Cooke proposes fewer but bigger salmon farms in Orkney
Salmon farmer Cooke Aquaculture Scotland is considering streamlining operations in its Westray production area, Orkney, by closing some farms but expanding others.
The Canadian-owned company presented its plans for possible change at an informal drop-in event at St Ann’s Kirk, Papa Westray in north Orkney on Wednesday, and at the Junior High School Community Room on the neighbouring island of Westray yesterday.
BBC Radio Orkney posted a report of the Papa Westray meeting on its Facebook page and included photos of posters Cooke used to explain its potential move.
On the posters, Cooke explains that it currently has seven licensed fish farms off the coasts of Westray and Papa Westray, including the recently consented East Moclett farm which will be developed later this year.
The planning application for the East Moclett farm, which is 2.2 miles offshore and will have a maximum permitted biomass of 3,850 tonnes, attracted some local objections but none from the six bodies that were statutorily consulted.

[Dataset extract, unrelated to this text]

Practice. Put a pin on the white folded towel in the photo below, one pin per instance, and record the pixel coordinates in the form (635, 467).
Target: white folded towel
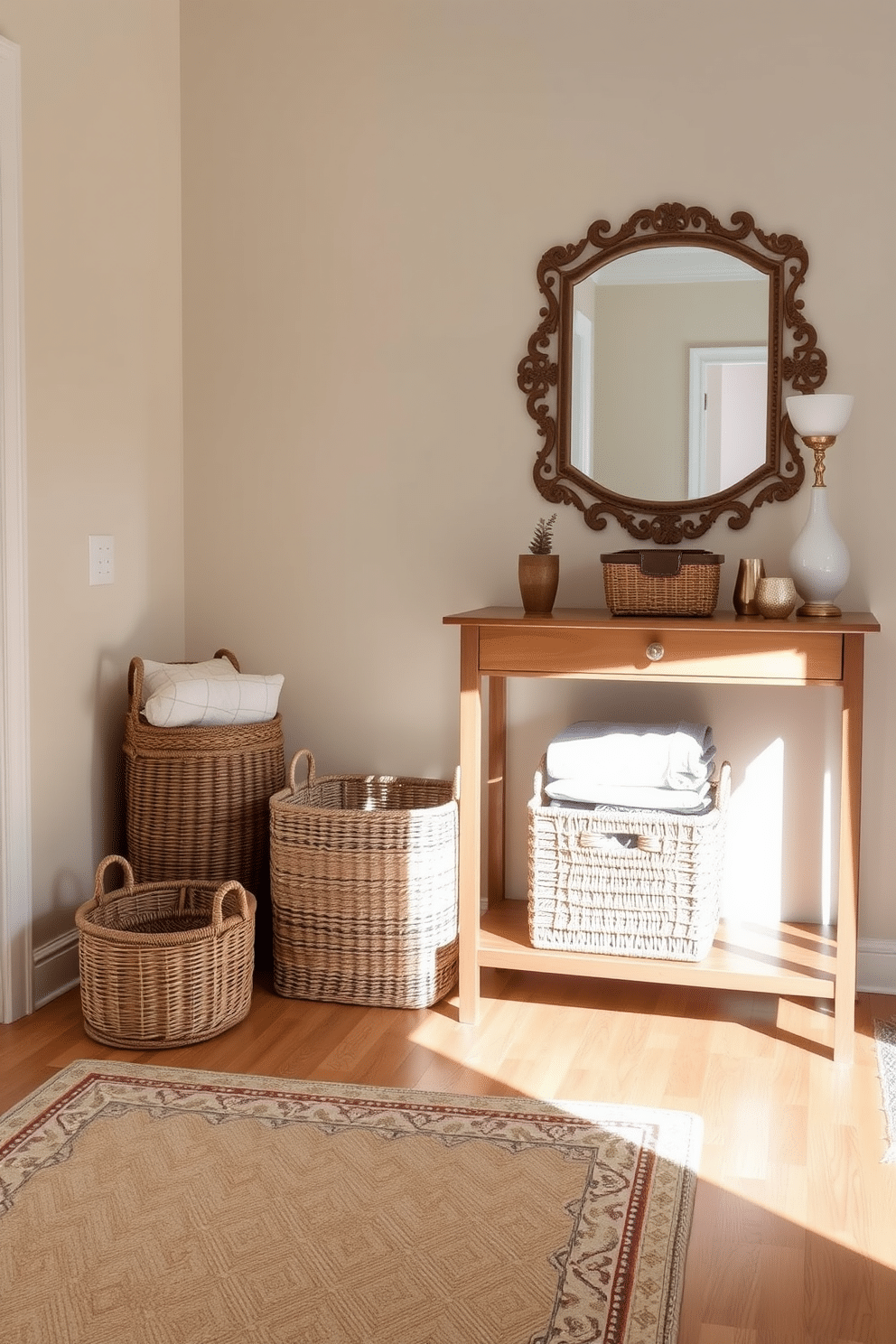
(658, 756)
(584, 793)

On one of its posters displayed at the drop-in session at St Ann’s Kirk, Cooke said over the next three to five years it would like to expand its other Westray area offshore site, East Skelwick, while streamlining operations in the near coastal waters between Westray and Papa Westray.
“Previous discussions with some local communities have raised concern regarding the number of farms in the area, particularly with regard to cumulative visual impacts,” wrote Cooke.

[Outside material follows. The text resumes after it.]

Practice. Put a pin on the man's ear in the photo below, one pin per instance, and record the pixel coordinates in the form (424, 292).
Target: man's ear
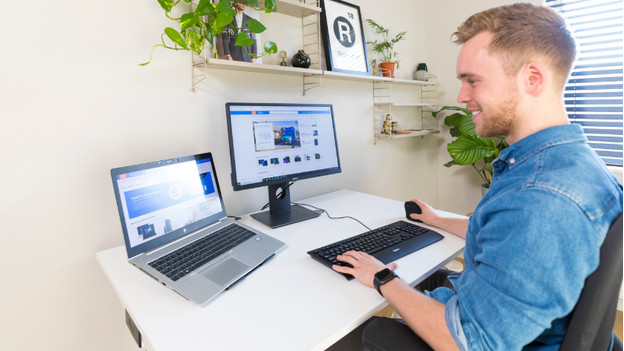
(535, 77)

“In response to these concerns CAS (Cooke Aquaculture Scotland) have committed to proposing a plan to consolidate (combine) some of the sites in the area, specifically in the near coastal waters between Westray and Papa Westray. Such a plan would reduce the overall number of farms as well as provide the opportunity to modernise the remaining farms, helping us to further reduce our environmental impacts.
“The purpose of this event is to collaboratively explore how we can achieve these changes in a way which maximises benefits and minimises impacts on the local communities in Westray and Papa Westray.”
On a second poster, Cooke explained that there are number ways to consolidate sites.
These include reducing the total number of sites, for example by having fewer but larger sites, and/or reducing the number of pens per site, for example by having fewer but larger pens.
The company wrote: “Any consolidation plan will need to meet all environmental and planning requirements whilst meeting the company’s business needs, including its ability to continue to provide secure well-paid employment opportunities in the local area.”
From five to two
It added that environmental benefits associated with having a smaller number of larger sites with fewer but larger pens included fewer vessel movements and associated emissions.
It presented a hypothetical plan in which three near coastal farms – Ouseness, Scarfall Point, and Bay of Cleat South – were closed, leaving two others, Vestness and Bay of Cleat North, which Cooke said would have to be expanded.
“We have suggested this could be achieved by relocating them further away from the coast,” wrote Cooke, which included a map of potential areas for the expanded farms.
Cooke said it was also looking at developing a bespoke feed storage barge that could store feed for a number of its sites in the area.
The company told BBC Radio Orkney that community feedback received this week will inform its future plans.
“As we are at such an early stage, we will return to both islands in due course for further pre-application consultation once we have more defined proposals,” said Cooke.